ISST-LTE:pVM:thymelp2:ubuntu 16.04: cannot analyse vmcore with crash (s390x, ppc64)

Bug #1564487 reported by bugproxy
6
This bug affects 1 person
Affects Status Importance Assigned to Milestone
crash (Ubuntu)
Fix Released
Undecided
Chris J Arges

Bug Description

== Comment: #0 - Ping Tian Han - 2016-03-31 02:19:27 ==
---Problem Description---
With the kexec-tools comes from https://bugzilla.linux.ibm.com/show_bug.cgi?id=136588#c58 , we have dumpped a vmcore for bug 139815 after quiting from xmon.

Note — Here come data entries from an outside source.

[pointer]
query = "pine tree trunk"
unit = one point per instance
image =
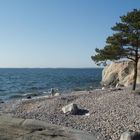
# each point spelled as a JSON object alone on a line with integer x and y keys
{"x": 135, "y": 75}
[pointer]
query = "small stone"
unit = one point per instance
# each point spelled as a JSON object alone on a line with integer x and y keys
{"x": 57, "y": 94}
{"x": 70, "y": 108}
{"x": 130, "y": 135}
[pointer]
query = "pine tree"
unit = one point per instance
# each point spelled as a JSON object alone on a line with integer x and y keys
{"x": 124, "y": 43}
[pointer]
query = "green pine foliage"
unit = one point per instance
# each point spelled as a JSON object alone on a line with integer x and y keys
{"x": 124, "y": 43}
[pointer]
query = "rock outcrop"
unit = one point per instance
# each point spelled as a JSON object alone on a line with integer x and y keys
{"x": 29, "y": 129}
{"x": 119, "y": 73}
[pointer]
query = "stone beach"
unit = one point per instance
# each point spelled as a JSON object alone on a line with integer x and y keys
{"x": 110, "y": 111}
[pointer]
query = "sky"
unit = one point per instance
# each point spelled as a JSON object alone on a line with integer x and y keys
{"x": 56, "y": 33}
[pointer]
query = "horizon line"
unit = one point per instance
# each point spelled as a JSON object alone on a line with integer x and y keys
{"x": 48, "y": 67}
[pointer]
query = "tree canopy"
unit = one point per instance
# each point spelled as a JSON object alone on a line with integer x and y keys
{"x": 124, "y": 43}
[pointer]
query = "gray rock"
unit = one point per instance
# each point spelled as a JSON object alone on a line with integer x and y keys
{"x": 29, "y": 129}
{"x": 70, "y": 108}
{"x": 130, "y": 135}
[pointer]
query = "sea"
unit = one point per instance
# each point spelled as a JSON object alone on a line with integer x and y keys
{"x": 21, "y": 83}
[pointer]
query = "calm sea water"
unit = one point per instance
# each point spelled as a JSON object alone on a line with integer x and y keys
{"x": 20, "y": 83}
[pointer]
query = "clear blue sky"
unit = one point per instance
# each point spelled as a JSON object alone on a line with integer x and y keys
{"x": 56, "y": 33}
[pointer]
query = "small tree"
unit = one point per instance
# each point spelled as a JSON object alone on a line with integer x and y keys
{"x": 124, "y": 43}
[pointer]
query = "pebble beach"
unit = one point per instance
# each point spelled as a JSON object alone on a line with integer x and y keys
{"x": 110, "y": 111}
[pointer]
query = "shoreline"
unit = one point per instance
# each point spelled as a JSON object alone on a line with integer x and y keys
{"x": 111, "y": 111}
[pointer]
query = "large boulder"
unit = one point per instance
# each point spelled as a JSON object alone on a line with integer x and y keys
{"x": 29, "y": 129}
{"x": 130, "y": 135}
{"x": 119, "y": 73}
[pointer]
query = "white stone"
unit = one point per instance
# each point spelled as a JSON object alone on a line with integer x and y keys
{"x": 130, "y": 135}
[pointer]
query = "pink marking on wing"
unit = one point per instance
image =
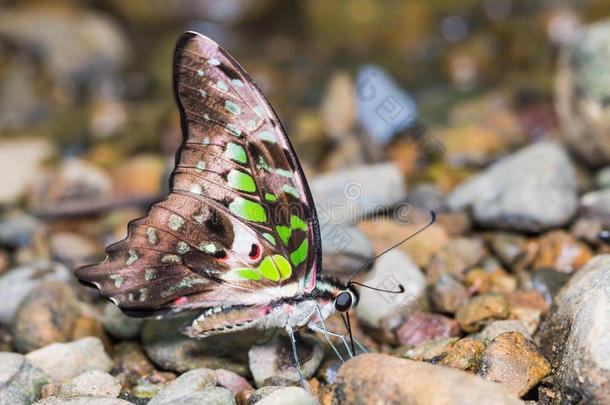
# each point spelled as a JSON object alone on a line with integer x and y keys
{"x": 309, "y": 287}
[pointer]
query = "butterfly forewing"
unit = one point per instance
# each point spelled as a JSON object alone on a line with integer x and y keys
{"x": 239, "y": 220}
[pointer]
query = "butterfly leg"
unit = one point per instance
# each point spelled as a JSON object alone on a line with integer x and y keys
{"x": 294, "y": 352}
{"x": 325, "y": 332}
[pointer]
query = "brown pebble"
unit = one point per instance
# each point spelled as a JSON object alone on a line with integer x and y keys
{"x": 481, "y": 310}
{"x": 514, "y": 361}
{"x": 423, "y": 326}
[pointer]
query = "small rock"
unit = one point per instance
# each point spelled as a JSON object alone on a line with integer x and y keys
{"x": 62, "y": 361}
{"x": 380, "y": 379}
{"x": 464, "y": 354}
{"x": 595, "y": 204}
{"x": 27, "y": 277}
{"x": 548, "y": 282}
{"x": 21, "y": 158}
{"x": 602, "y": 177}
{"x": 232, "y": 381}
{"x": 120, "y": 325}
{"x": 531, "y": 190}
{"x": 454, "y": 258}
{"x": 188, "y": 388}
{"x": 513, "y": 360}
{"x": 422, "y": 327}
{"x": 20, "y": 382}
{"x": 480, "y": 311}
{"x": 288, "y": 395}
{"x": 387, "y": 311}
{"x": 276, "y": 358}
{"x": 561, "y": 251}
{"x": 448, "y": 294}
{"x": 575, "y": 335}
{"x": 498, "y": 327}
{"x": 170, "y": 350}
{"x": 345, "y": 196}
{"x": 94, "y": 382}
{"x": 514, "y": 250}
{"x": 430, "y": 350}
{"x": 46, "y": 315}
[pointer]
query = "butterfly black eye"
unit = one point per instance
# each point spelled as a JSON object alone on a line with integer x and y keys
{"x": 343, "y": 302}
{"x": 604, "y": 236}
{"x": 255, "y": 252}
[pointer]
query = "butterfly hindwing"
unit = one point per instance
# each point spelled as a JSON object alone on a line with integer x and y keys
{"x": 239, "y": 221}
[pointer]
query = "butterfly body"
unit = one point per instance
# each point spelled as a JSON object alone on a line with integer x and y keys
{"x": 237, "y": 239}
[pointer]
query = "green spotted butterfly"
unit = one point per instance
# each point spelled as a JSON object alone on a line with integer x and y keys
{"x": 237, "y": 239}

But when trying to analyse with crash:

% sudo crash /usr/lib/debug/boot/vmlinux-4.4.0-15-generic /var/crash/201603310043/dump.201603310043

crash 7.1.4
Copyright (C) 2002-2015 Red Hat, Inc.
Copyright (C) 2004, 2005, 2006, 2010 IBM Corporation
Copyright (C) 1999-2006 Hewlett-Packard Co
Copyright (C) 2005, 2006, 2011, 2012 Fujitsu Limited
Copyright (C) 2006, 2007 VA Linux Systems Japan K.K.
Copyright (C) 2005, 2011 NEC Corporation
Copyright (C) 1999, 2002, 2007 Silicon Graphics, Inc.
Copyright (C) 1999, 2000, 2001, 2002 Mission Critical Linux, Inc.
This program is free software, covered by the GNU General Public License,
and you are welcome to change it and/or distribute copies of it under
certain conditions. Enter "help copying" to see the conditions.
This program has absolutely no warranty. Enter "help warranty" for details.

GNU gdb (GDB) 7.6
Copyright (C) 2013 Free Software Foundation, Inc.
License GPLv3+: GNU GPL version 3 or later <http://gnu.org/licenses/gpl.html>
This is free software: you are free to change and redistribute it.
There is NO WARRANTY, to the extent permitted by law. Type "show copying"
and "show warranty" for details.
This GDB was configured as "powerpc64le-unknown-linux-gnu"...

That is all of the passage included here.